Žižek points out that the language of proverbial wisdom has no content. ‘If one says, “Forget about the afterlife, about the Elsewhere, seize the day, enjoy life fully here and now, it’s the only life you’ve got!” it sounds deep. If one says exactly the opposite (“Do not get trapped in the illusory and vain pleasures of earthly life; money, power, and passions are all destined to vanish into thin air – think about eternity!”), it also sounds deep.’ The same goes here. Whatever you say, it can still sound woke. Why?
Some right-wing critics have argued that the reason for all this contradiction is that the people making these demands want to boss their white allies around, but don’t know what they actually want from them. (Malcolm X with his cold hard stare, and a word: Nothing.) It’s a form of lashing out, a way to extract obedience for its own sake. If you think this, you don’t understand a thing. You have a layer of toilet bleach surrounding your brain. Look closer. What you’re reading is a menu. Good evening sir, ma’am – what would you like to be forbidden today? If you like, I could tell you not to empathise with black people. Or would sir prefer to be cautioned against leading chants at a rally? We have a specials list of phrases that aren’t for you this week…

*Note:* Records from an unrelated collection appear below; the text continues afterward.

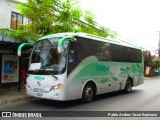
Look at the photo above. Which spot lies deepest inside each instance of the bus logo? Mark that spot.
(38, 83)
(102, 68)
(39, 78)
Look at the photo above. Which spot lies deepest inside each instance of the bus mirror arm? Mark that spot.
(19, 52)
(63, 43)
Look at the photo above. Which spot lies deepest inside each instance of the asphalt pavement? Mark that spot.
(12, 96)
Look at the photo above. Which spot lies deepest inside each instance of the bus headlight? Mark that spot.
(57, 87)
(27, 85)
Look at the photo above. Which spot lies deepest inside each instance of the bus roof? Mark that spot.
(93, 37)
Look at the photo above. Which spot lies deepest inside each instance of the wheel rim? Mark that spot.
(88, 93)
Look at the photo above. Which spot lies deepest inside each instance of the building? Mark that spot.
(10, 63)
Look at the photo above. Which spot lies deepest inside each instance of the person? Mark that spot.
(71, 58)
(23, 77)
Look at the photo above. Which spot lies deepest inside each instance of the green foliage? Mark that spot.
(19, 35)
(54, 16)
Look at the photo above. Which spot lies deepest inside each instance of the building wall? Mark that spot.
(8, 47)
(6, 8)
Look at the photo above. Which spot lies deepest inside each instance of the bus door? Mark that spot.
(72, 57)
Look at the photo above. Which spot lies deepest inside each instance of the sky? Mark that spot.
(137, 20)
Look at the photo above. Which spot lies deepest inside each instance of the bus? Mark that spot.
(68, 66)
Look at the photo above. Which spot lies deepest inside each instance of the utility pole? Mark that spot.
(159, 45)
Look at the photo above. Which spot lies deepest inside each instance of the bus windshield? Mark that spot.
(45, 56)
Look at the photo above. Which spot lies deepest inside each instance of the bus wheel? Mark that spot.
(128, 87)
(88, 93)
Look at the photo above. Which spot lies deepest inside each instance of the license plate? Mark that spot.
(39, 95)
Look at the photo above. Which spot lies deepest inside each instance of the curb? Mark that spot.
(3, 102)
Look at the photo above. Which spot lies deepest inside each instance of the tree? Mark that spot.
(54, 16)
(155, 64)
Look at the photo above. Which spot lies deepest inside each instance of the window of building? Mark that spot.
(16, 19)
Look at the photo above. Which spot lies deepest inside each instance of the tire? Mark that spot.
(88, 93)
(128, 87)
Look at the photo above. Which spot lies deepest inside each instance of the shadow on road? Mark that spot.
(71, 103)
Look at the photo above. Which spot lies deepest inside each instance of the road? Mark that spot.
(145, 97)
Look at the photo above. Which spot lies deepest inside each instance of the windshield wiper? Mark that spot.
(52, 75)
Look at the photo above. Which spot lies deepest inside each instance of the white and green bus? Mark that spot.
(68, 66)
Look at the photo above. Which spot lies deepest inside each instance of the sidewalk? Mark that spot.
(10, 96)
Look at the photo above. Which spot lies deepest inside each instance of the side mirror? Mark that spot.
(22, 45)
(63, 44)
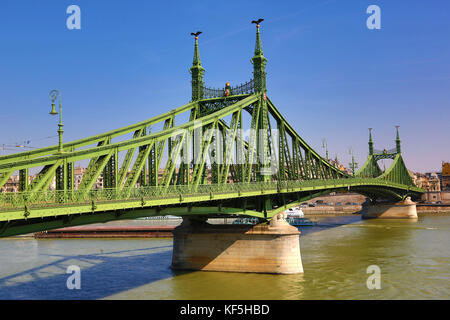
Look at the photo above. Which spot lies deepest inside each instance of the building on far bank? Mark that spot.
(445, 182)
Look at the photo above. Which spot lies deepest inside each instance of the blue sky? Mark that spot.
(328, 74)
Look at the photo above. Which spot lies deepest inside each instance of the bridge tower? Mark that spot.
(197, 72)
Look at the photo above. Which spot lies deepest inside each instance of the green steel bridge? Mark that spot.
(202, 166)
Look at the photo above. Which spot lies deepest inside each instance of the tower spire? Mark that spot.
(197, 71)
(259, 61)
(370, 142)
(397, 141)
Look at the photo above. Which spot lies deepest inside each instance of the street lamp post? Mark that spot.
(54, 94)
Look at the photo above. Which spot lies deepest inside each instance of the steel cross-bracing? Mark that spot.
(236, 155)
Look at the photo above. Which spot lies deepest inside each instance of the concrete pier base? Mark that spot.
(401, 210)
(262, 248)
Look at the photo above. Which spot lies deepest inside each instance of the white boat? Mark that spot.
(295, 217)
(294, 213)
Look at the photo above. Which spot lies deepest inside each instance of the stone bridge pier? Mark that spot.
(405, 209)
(263, 248)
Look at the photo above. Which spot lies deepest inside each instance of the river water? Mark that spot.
(413, 258)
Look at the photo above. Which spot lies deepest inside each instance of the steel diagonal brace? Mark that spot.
(170, 167)
(137, 168)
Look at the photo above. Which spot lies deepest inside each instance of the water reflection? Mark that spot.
(414, 258)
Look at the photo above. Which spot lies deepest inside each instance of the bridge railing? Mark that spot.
(55, 198)
(246, 88)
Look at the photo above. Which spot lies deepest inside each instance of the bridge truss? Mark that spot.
(236, 154)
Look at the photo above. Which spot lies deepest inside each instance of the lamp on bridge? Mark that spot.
(54, 94)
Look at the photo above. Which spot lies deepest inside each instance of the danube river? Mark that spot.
(413, 258)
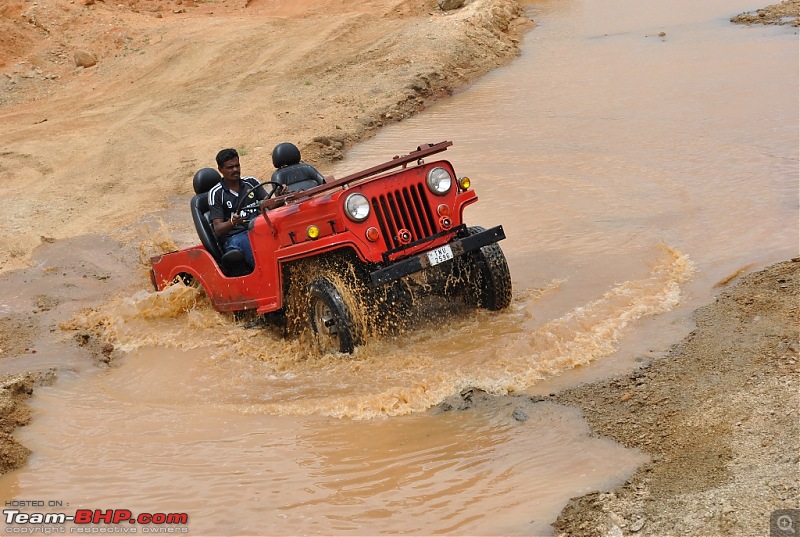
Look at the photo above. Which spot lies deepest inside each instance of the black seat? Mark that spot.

This stuff is masochism, pleasure-seeking, full of erotic charge – and as Freud saw, the masochist’s desire is always primary and prior; it’s always the submissive partner who’s in charge of any relationship. Masochism is a technology of power. Setting the limits, defining the punishments they’d like to receive, dehumanising and instrumentalising the sadistic partner throughout. The sadist works to humiliate and degrade their partner, to make them feel something – everything for the other! And meanwhile, the masochist luxuriates in their own degradation – everything for myself! You’re just the robotic hand that hits me. When non-white people get involved in these discourses, they’re always at the mercy of their white audiences, the ones for whom they perform, the ones they titillate and entertain. A system for subjecting liberation movements to the fickle desires of the white bourgeoisie. Call it what it is. This is white supremacy; these scolding lists are white supremacist screeds.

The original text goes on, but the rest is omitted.